Ellen Rowe Quartet with Special Guest Ingrid Johnson
From the stop action photo of a water drop in a still pond to the last lingering chords of this disc, the Ellen Rowe Quartet creates a mood of calm and introspection that is the highest and best use of the clarinet, piano, and bass. Each song is as carefully crafted as a miniature still life, and each comes with a small paragraph explaining how or why it was written. Sometimes you want a back story or a map of the artistic path, but for this collection of 10 tunes, the experience of the music transcends the mundane details of who arranged what or played what or what they thought — rather, sit down with this disc for the essence of Jazz, not its lecture hall aspects.

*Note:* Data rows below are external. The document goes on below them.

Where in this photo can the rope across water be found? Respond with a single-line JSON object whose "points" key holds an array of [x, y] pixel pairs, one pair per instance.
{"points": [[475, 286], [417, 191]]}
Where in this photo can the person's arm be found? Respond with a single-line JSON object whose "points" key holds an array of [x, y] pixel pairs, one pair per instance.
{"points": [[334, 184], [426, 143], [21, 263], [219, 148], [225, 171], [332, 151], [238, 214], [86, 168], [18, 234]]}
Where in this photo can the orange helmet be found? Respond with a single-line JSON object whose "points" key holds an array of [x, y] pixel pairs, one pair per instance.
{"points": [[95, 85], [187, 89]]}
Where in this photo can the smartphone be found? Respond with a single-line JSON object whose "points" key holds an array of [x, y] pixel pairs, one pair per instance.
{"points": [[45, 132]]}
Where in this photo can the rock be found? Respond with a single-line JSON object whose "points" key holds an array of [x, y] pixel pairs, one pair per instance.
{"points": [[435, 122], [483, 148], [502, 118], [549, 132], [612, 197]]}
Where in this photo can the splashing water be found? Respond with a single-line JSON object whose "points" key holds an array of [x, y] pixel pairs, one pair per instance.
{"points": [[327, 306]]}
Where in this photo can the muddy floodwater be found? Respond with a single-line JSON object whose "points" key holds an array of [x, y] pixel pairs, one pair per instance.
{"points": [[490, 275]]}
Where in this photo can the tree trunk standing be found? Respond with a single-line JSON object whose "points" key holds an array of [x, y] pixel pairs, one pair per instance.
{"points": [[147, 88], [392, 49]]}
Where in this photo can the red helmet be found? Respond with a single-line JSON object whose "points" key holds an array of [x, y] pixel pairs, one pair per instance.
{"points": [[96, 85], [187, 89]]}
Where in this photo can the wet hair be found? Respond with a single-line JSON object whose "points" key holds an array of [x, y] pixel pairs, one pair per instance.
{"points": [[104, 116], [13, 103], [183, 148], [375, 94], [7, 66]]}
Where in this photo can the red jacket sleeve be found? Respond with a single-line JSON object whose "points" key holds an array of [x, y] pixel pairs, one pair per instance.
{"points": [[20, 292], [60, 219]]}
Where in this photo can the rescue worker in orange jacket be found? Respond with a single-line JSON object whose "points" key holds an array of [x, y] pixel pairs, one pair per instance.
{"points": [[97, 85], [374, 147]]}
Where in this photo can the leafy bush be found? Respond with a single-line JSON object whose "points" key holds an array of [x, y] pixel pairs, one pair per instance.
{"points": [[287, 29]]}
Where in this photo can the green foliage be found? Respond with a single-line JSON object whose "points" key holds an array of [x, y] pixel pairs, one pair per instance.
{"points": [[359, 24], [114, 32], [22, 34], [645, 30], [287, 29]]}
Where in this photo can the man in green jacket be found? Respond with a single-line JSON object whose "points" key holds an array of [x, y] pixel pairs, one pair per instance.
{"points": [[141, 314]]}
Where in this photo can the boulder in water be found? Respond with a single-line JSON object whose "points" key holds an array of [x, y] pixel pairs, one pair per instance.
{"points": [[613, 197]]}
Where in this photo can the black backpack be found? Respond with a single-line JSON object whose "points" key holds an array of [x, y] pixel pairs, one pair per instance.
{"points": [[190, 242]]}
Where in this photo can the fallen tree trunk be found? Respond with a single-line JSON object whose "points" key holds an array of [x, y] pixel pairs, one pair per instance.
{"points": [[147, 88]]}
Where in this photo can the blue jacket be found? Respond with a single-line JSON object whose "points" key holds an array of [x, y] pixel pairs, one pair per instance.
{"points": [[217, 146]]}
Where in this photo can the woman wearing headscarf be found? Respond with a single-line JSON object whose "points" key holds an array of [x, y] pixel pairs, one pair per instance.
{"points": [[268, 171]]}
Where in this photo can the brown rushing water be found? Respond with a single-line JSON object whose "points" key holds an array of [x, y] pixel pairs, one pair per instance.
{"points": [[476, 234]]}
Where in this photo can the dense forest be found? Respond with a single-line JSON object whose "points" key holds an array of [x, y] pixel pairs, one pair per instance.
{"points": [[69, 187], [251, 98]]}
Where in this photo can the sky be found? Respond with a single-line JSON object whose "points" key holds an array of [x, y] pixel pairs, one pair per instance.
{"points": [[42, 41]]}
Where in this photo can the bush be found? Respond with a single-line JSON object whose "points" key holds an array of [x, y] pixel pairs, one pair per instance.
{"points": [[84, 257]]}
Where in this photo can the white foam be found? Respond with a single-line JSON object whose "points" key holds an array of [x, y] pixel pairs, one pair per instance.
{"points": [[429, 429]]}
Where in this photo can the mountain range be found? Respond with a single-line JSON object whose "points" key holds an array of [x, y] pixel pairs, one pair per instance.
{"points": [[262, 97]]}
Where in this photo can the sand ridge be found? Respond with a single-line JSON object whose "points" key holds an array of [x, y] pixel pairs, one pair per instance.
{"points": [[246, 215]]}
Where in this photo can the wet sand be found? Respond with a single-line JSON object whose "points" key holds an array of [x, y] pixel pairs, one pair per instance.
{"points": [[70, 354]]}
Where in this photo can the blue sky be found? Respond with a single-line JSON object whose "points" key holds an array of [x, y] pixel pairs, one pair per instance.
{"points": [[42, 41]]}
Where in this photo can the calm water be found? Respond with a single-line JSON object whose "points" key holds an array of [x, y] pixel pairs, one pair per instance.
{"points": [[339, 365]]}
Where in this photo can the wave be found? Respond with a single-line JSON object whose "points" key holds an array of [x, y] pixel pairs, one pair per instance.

Female jazz musicians are as rare as female heavy metal drummers, but there’s no good reason for that. Rowe teaches at Ann Arbor and has studied under some of the greats, and her compositions and arrangements are some of the best I’ve heard in the last decade. Opening this disc is “For That Which Was Living, Lost,” an ode to Rachel Carson’s “Silent Spring” with a subdued Ingrid Jensen on flugelhorn. It begins simply and quietly as a walk in the meadow, and gradually adds and subtracts musical elements, much as a nature walk will pass through various ecosystems, each unique but all magically tied together. A few tracks later we stumble into the 4/4 signature of “Tick Tock,” a carefully structured number that goes back to the Art Blakely style of half a century ago. Musical styles come and go, but a few dig so deeply into our collective conscience that they never fade away completely. Another noteworthy track is “Alone Together,” the only track on this disc not of Ms. Rowe’s work. Its relaxed counterpoint feels optimistic and hip, and ties up one of the coolest cool Jazz discs around today. While the century old art form of Jazz may not be tearing up the charts like hip hop and electronica, it’s shown that it has the legs to innovate in the new century, and Ms. Rowe and her friends are whipping out solid, enjoyable material that builds on the shoulders of giants.